Ich tu, als wäre nichts gewesen. Ich bin zu feige es jemanden zu erzählen. Er kommt wieder und bestellt Alkohol. Er fragt, wann ich Schluss habe. Ich antworte nicht. Ich habe Angst. Er kommt wieder und bestellt Alkohol. Er fragt, wann ich Schluss habe. Ich antworte nicht. Ich habe Angst. Er wartet. Ich spüre seine Augen auf mir. Die Zeit vergeht zu langsam und doch zu schnell. Die Kunden gehen. Unser Zelt leert sich. Ich hab Angst, weil ich weiß, dass ich gleich Schluss habe. Ich habe Angst, weil ich weiß, dass er wartet, dass er mir folgen wird und dass ich alleine sein werde. In Gedanken gehe ich alles durch. Es wird niemanden interessieren. Ich bin alleine. Niemand passt mehr auf mich auf.

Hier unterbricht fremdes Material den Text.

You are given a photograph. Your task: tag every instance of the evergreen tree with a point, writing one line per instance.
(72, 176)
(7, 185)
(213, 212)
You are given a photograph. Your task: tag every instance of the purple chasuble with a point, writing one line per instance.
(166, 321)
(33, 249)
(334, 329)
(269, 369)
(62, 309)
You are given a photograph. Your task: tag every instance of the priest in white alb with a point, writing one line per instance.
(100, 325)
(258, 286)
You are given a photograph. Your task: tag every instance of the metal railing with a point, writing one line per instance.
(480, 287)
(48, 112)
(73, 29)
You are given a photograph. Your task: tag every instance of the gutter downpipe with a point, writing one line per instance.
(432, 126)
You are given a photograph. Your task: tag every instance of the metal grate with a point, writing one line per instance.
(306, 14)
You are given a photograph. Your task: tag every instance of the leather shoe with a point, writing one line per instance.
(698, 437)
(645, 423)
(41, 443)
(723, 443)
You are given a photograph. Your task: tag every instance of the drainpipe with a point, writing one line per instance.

Ein Mitschüler (F.) merkt, dass was nicht stimmt. Er nimmt mich in den Arm. Ich weine. Ich erzähle ihm von der Trennung. Er redet mir gut zu. Von meiner Angst, die noch betrunken auf mich wartet. erzähle ich nicht. Der Junge (S) sieht, dass ich weine. Es interessiert ihm nicht. Er versucht mich wegzuziehen. F stellt sich vor mich. S. wird handgreiflich und beleidigt F. Ich will weg. Ich bin es nicht wert, dass F auf mich aufpasst, er ist nicht der Richtige und doch bin ich froh, dass er mich vor S. beschützt.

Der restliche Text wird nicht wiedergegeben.